Black People and White People in Outstate Missouri Find a Shared History

    A group of people from all races and backgrounds gather together regularly to share their memories of growing up in a small Missouri town during strict segregation. The discussions are honest and candid, and no one shies away from difficult topics.

    “I was the first black person to walk through the Davidson’s Café, and ordered me a cheeseburger and fries, and not have to go in the back,” Joyce Forrest said.

    “I grew up in an extremely segregated town,” another member said. “I didn’t see a black person until I was six or seven. I was in Brownies and met a new friend, a little black girl. I came home and told my mother and asked her why she didn’t look like me. I wanted to have her over to play, but my mother said that my new friend couldn’t come over.”

    This powerful discussion group was formed by Cecilia Nadal, a sociologist and playwright who is passionate about cross-cultural engagement. She became fascinated by a little-known slice of Missouri history – German immigrants who settled in Missouri were staunch abolitionists. The small town in Hermann, Missouri became ground-zero for an anti-slavery movement.

    “These people came, speaking German, never being in America before, having to find a place in the Wild West to live, find work, build houses,” Nadal said. “Their challenges to acclimating to a new country were huge then. And yet, when it came to what position they would have on slavery, this group, particularly in Missouri, really had firm notions about what democracy should look like, and whether they knew a black person or not, or a slave, ‘We’re just not going to come to a country and let that be, because we’ve come from a place that had terrible oppression, so we would be hypocrites if we did not stand up for what democracy should be.’”

    The story inspired Nadal to write a play that has been performed in Hermann and St. Louis, called “An Amazing Story.”

    The drama portrays how German immigrants fought against slavery.

    One key figure in the history is Arnold Krekel, who was a federal judge who ran an anti-slavery newspaper. In 1854, Krekel spearheaded the formation of Lincoln University in Jefferson City, Missouri, the nation’s first degree-granting historically black college. He also represented freed men with disputes with employers.

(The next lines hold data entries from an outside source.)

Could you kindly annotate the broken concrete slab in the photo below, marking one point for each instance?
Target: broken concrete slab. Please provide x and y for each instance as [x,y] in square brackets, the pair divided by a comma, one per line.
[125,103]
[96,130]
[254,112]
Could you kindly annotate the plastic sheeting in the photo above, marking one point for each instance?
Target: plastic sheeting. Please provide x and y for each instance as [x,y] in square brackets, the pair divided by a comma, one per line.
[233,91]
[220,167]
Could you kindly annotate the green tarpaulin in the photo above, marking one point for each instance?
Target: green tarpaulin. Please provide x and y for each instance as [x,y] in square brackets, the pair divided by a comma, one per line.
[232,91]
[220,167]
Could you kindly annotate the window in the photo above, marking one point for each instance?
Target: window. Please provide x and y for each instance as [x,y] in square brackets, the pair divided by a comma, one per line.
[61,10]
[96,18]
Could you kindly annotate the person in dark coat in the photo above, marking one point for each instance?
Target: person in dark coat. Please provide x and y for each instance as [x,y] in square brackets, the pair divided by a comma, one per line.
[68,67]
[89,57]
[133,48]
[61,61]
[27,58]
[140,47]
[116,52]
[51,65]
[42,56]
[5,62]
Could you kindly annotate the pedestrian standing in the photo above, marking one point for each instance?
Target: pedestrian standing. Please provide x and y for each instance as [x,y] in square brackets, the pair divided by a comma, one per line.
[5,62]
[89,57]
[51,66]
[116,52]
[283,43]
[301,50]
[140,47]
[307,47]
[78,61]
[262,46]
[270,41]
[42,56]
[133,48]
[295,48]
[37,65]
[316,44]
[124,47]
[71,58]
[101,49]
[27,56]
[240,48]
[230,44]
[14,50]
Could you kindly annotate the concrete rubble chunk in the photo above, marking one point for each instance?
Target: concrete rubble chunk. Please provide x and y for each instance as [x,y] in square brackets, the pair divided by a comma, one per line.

    The play was an icebreaker to spark conversations at the group discussion in small-town Missouri and has since led to Hermann’s first Black History Month celebration.

    According to Nadal, building bridges and having face-to-face conversations, however difficult, are paths to healing and understanding.

    “The German immigrant abolitionist story was one that was extremely important for where we are today in America. Why? Because these were people who did not know the people they were fighting for, but on principle, they said, ‘We’re going to do something about it,’” Nadal said. “They are an incredible example of what it means to be an American.”